Takeaway? People and responding organizations are using data, big and small, to better predict, respond to, and minimize the destruction of disasters across the United States and around the globe.
Connecting is easy and enjoyable at this conference – it brings together humanitarian assistance practitioners from across all 50 states and U.S. territories – people who may not have actually seen one another for the past year, but who have been actively in touch over that same time. One of my colleagues called the National VOAD annual meeting the homecoming of her adult life. I can see why! Connecting for me included a long walk and talk with my colleague and friend at Catholic Charities, dinner with my American Red Cross and CIDI friends, a morning meeting with the new head of AidMatrix, and another dinner with my old friend at the Margaret A. Cargill Foundation and a new friend from the National Academies of Sciences. During those points of contact, we would lay out the issue areas we were working on – they ranged from tracking the percolating issue of unaccompanied minors coming across the Texas border, to ensuring the successful implementation of a highly targeted mission, to bringing together different voices around the hard to grasp topic of resiliency, to ensuring the future financial sustainability of a transitioning organization. We talked about the strains of travel on our work life balance (caveat — I travel 15 percent time, whereas some of my colleagues have literally been on the road for months at time this past year), and about “why” we do the work we do.
I also had the good fortune of sharing a ride with Craig Nutt, Director of Programs at CERF+ (Craft Emergency Relief Fund + Artists’ Emergency Resources). On our drive from Nashville to Indianapolis and back we talked about everything from jazz and guitar collections to the Southern California wildfires to working for mission driven organizations. We did some good thinking on how to reach new people and organizations and talked at length about disaster preparedness and readiness.
Takeaway? I am proud to call members of the National VOAD colleagues and friends and am thankful for a few brief days of catch-up time. Our nation benefits tremendously from the role of National VOAD and the individuals who make up its membership. And, the Center for Disaster Philanthropy benefits from the strong partnership we have with National VOAD, and to be able to meet with National VOAD’s membership, learn from them, and telegraph their successes to our CDP audience is incredibly important to my organization.
Juanita Rilling, Director of the USAID-funded Center for International Disaster Information, and I gave a presentation on Effective International Disaster Philanthropy. We talked about our respective organizations – describing our missions and the reach of each of our organizations. We then dove into a discussion around disaster trends, highlighting the most recent data from the Centre for Research on the Epidemiology of Disasters (CRED) and tying those statistics back to the evidence we have at CDP about how much has been awarded by private funders to address the humanitarian needs following each disaster event.
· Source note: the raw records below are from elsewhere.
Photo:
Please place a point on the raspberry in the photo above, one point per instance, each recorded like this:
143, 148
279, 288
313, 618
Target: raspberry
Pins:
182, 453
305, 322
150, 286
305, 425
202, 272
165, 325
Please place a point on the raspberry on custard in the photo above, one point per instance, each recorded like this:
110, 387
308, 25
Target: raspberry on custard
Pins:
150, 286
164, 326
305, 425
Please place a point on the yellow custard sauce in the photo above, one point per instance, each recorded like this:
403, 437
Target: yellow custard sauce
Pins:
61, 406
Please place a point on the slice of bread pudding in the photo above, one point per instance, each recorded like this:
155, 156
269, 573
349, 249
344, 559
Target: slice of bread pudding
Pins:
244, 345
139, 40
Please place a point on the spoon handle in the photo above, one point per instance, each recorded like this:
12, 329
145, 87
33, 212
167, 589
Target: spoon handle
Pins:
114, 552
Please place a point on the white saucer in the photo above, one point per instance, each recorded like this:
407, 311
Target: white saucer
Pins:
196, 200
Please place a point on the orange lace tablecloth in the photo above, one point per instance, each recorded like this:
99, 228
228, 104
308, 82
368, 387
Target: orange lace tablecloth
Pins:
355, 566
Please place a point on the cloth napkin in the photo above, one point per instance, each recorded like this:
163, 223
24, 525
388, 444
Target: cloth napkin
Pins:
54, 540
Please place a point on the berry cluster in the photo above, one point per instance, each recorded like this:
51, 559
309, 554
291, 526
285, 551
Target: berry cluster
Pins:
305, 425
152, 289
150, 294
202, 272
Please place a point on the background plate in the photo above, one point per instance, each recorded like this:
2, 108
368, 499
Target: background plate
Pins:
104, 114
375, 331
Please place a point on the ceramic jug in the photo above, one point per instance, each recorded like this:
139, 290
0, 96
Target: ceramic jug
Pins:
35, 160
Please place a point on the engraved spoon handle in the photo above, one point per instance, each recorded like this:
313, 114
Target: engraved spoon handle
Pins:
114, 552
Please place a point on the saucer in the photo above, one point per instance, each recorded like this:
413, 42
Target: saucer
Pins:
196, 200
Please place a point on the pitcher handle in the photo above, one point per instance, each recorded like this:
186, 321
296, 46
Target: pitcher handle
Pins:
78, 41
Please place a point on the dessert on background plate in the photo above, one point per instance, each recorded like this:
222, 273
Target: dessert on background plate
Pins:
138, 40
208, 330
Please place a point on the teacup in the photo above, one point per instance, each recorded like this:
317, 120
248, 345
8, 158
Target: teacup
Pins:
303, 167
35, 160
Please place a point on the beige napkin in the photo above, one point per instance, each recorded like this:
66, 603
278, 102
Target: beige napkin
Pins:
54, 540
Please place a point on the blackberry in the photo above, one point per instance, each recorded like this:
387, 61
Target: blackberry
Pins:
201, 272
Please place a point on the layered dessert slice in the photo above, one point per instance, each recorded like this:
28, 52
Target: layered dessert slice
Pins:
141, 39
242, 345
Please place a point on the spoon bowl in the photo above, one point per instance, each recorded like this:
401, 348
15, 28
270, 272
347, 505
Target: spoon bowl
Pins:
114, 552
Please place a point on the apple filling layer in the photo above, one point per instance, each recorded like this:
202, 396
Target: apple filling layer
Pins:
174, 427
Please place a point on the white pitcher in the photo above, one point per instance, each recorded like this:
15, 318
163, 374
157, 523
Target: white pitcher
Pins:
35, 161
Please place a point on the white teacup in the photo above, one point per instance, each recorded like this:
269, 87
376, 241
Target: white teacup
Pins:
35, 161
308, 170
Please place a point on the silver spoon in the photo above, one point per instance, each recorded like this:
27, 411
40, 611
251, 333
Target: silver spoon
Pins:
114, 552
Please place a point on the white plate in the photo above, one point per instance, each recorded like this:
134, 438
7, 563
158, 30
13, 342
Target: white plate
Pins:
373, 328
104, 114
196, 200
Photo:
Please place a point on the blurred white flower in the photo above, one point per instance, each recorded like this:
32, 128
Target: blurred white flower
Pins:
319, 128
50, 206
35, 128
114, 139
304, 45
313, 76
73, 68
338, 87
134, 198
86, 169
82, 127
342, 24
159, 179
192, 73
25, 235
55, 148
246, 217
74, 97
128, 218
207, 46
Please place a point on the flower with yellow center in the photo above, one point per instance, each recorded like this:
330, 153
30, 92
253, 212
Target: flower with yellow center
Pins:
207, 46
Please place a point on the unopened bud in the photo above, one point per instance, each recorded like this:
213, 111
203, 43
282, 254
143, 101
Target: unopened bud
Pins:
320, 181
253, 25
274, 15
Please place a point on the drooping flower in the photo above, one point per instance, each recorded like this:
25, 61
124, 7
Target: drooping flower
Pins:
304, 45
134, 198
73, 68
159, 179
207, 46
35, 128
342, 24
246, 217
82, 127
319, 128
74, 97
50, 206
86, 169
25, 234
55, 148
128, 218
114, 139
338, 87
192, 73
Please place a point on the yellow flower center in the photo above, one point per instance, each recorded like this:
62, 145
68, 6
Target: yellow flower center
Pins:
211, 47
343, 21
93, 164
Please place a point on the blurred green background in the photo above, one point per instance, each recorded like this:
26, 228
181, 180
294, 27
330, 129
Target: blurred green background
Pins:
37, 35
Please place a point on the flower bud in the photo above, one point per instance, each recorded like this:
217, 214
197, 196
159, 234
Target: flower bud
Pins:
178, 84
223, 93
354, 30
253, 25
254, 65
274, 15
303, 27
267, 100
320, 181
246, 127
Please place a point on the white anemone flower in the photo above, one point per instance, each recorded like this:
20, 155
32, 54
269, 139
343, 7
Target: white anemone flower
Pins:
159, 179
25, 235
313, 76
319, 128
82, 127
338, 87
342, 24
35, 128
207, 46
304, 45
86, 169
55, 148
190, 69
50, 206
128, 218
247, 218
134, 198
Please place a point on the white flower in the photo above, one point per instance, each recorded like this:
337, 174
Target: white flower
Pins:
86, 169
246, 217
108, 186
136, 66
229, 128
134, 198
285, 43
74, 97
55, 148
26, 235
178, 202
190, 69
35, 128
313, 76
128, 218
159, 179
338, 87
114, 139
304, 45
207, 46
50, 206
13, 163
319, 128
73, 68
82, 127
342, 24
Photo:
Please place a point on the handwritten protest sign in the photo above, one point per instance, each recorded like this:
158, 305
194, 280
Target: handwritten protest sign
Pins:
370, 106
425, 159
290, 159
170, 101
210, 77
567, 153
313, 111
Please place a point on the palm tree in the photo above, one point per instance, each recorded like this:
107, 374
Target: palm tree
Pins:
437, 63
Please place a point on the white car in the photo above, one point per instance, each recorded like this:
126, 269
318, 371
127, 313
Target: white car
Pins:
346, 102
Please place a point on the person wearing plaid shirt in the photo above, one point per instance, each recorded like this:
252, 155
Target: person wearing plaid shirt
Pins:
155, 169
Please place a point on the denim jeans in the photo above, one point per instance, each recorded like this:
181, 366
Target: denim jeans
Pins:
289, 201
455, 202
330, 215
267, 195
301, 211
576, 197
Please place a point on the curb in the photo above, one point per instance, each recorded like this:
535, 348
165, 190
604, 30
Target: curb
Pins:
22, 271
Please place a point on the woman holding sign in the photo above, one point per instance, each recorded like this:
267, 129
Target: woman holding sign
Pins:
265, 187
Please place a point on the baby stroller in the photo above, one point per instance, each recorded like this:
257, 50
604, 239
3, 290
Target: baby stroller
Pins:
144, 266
As this presentation was focused exclusively on international disasters, we highlighted a subset of disasters that sought international assistance over the past year – West Africa drought, the earthquake in the Central Visayas, Hurricanes Manuel and Ingrid, Typhoon Phailin, the humanitarian crisis in Syria, and Typhoon Haiyan. Juanita gave the audience her vision for the perfect private philanthropist, further driving home her organizational commitment to smart compassion and giving cash, not goods. As the discussion turned my way, I dove into a discussion of the role of the private philanthropist – addressing the question of when, where, and how the private philanthropic sector should respond to a disaster. We closed our conversation with a rich discussion between the entire audience, Juanita, and I, looking to itemize the assets that international NGOs and private philanthropists bring to the table before, during, and after a disaster.
Takeaway? First, working with smart and fun people like Juanita makes putting together a presentation a pleasure and not a chore. Bouncing ideas from person to person only enriches my thinking and the thinking that I can bring forward to my organization and to the private funder audience that we serve. Second, talking about effective private philanthropy is critical – we are at a time when we know that the frequency of disasters is on the rise. Knowing how to prepare for, respond, and aid in the recovery process is critical knowledge for the private donor community. It is core to the mission of the Center for Disaster Philanthropy and one that I’ll champion for years to come.